«Di quei sogni non mi è rimasto nulla. Si sono seccati in fretta.
E i tuoi sogni, Alba, come sono? Riesci a farne di felici o anche tu ti svegli nel cuore della notte, e resti in attesa, trattenendo il fiato, ad ascoltare i gemiti di quella cosa che striscia nell'ombra e si avvicina sempre di più, sempre più vicina, piena soltanto del desiderio di farti sua?»
Ho terminato questa notte il romanzo perché non riuscivo ad andare a dormire senza sapere come si concludesse. E anche perché un po’ di ansia mi stava attanagliando.
È inutile girarci attorno: “Decluna” è un folk horror in piena regola, che prende a piene mani nelle tradizioni pagane anche italiane (la stessa scrittrice dice che in Decluna c’è un po’ di Terracina), ma che sa innovare il genere, mettendo lə lettorə sempre sul chi va là.
Alba è una giovane donna di trent’anni, che vive con una compagna e da piccola è stata abbandonata dalla madre. Un giorno, un uomo la contatta per dirle che Camilla, la madre, è venuta a mancare e che tra le sue ultime volontà c’è quella di avere la figlia lì, a Decluna, paesino del profondo Lazio, per il suo funerale. Quello che Alba non sa è che questo viaggio non servirà solo a conoscere meglio la madre, di cui non conserva pressoché ricordi, ma per conoscere se stessa e come quella cittadina fantasma che si rianima solo nei tre giorni di festa popolare per la Santa sia collegata alla sua vita.

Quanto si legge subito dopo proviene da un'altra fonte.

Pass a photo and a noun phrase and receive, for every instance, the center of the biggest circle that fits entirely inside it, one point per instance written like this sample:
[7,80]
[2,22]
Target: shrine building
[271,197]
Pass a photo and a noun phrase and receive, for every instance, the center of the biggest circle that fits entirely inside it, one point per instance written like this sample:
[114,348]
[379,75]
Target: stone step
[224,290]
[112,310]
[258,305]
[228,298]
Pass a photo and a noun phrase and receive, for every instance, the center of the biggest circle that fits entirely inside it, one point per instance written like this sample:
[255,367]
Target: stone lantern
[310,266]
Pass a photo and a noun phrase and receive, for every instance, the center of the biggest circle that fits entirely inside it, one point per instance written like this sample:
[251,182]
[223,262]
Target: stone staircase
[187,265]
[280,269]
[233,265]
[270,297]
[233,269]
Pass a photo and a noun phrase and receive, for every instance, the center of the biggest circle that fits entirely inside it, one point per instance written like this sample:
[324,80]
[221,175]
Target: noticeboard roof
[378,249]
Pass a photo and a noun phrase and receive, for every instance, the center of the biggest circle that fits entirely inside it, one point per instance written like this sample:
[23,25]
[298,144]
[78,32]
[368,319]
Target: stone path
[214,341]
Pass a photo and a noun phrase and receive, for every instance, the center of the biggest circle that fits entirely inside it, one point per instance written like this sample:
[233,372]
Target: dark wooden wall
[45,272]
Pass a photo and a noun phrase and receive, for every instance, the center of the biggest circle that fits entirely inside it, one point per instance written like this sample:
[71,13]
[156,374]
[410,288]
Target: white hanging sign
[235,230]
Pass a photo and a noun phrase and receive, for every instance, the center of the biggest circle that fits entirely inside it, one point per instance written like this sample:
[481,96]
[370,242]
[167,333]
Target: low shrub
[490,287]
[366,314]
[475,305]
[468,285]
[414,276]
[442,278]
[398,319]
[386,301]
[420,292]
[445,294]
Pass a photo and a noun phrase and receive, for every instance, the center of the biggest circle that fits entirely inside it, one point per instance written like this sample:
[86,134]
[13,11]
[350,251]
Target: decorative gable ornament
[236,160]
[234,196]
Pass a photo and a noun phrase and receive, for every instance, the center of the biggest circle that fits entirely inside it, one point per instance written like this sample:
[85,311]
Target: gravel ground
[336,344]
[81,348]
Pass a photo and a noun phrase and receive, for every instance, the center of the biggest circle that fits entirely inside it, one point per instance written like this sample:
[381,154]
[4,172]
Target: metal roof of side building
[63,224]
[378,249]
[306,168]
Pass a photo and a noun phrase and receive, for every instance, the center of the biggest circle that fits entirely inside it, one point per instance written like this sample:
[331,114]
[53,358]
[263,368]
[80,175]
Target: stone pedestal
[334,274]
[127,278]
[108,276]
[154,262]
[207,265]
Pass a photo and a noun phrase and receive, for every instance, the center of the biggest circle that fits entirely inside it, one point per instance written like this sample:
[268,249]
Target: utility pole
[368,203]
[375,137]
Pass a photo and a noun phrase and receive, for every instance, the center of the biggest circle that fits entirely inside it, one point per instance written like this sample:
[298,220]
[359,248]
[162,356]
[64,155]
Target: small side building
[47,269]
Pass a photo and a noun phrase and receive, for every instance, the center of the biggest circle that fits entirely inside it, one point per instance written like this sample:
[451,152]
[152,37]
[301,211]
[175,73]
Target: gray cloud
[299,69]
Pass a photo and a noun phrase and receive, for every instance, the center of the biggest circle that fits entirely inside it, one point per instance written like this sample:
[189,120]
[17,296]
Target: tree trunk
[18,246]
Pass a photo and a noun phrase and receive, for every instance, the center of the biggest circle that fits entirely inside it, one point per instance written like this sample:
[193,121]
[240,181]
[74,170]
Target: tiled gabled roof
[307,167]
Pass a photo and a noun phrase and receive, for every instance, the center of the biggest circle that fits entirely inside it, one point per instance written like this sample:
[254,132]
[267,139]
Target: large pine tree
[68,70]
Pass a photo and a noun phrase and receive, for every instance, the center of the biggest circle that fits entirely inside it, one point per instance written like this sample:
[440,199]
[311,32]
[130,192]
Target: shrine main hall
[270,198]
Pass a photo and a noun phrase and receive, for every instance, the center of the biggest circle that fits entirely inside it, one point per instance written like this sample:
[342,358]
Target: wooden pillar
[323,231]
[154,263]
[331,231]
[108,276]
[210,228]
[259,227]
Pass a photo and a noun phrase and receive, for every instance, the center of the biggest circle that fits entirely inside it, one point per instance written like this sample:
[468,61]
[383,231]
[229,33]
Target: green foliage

Il bello di questa storia, in cui ogni capitolo presenta all’inizio stralci della lettera di Camilla alla figlia, è il vedere pian piano i cambiamenti in Alba, avvertire il pericolo che si nasconde dietro sorrisi bonari e sapere che il baratro è lì, a pochi passi. Nemmeno la presenza di Elena, compagna di Alba e antropologa di professione, nonché voce utilissima per noi perché ci permette di dare una spiegazione sensata a ciò che vediamo, può cambiare ciò che è in un certo senso già scritto.
«Se il diavolo ha detto che ti vuole, prima o poi ti riprende. E inutile scappare.»
In “Decluna” si respirano gli anni ‘90, con lettori CD, telefoni a gettoni e macchine fotografiche d’altri tempi, ma soprattutto si avverte la calura opprimente, la polvere sulle strade e gli sguardi biechi di chi lì, in quel paesino vive da sempre mentre tu, che cammini con lo sguardo eccitato di chi si aspetta qualcosa di folkloristico, non capirai mai nulla.
Leonardi delinea con profondo realismo Alba, trentenne queer piena di dubbi, che ci conduce in questo viaggio di scoperta e riscoperta, un cammino in cui le origini sono fondative, riemergono dalle profondità e ti avviluppano strette.
Se avete amato “Midsommar”, film folk horror di Ari Aster, non potrete che amare la storia di Alba, di Decluna e il suo percorso di rinascita.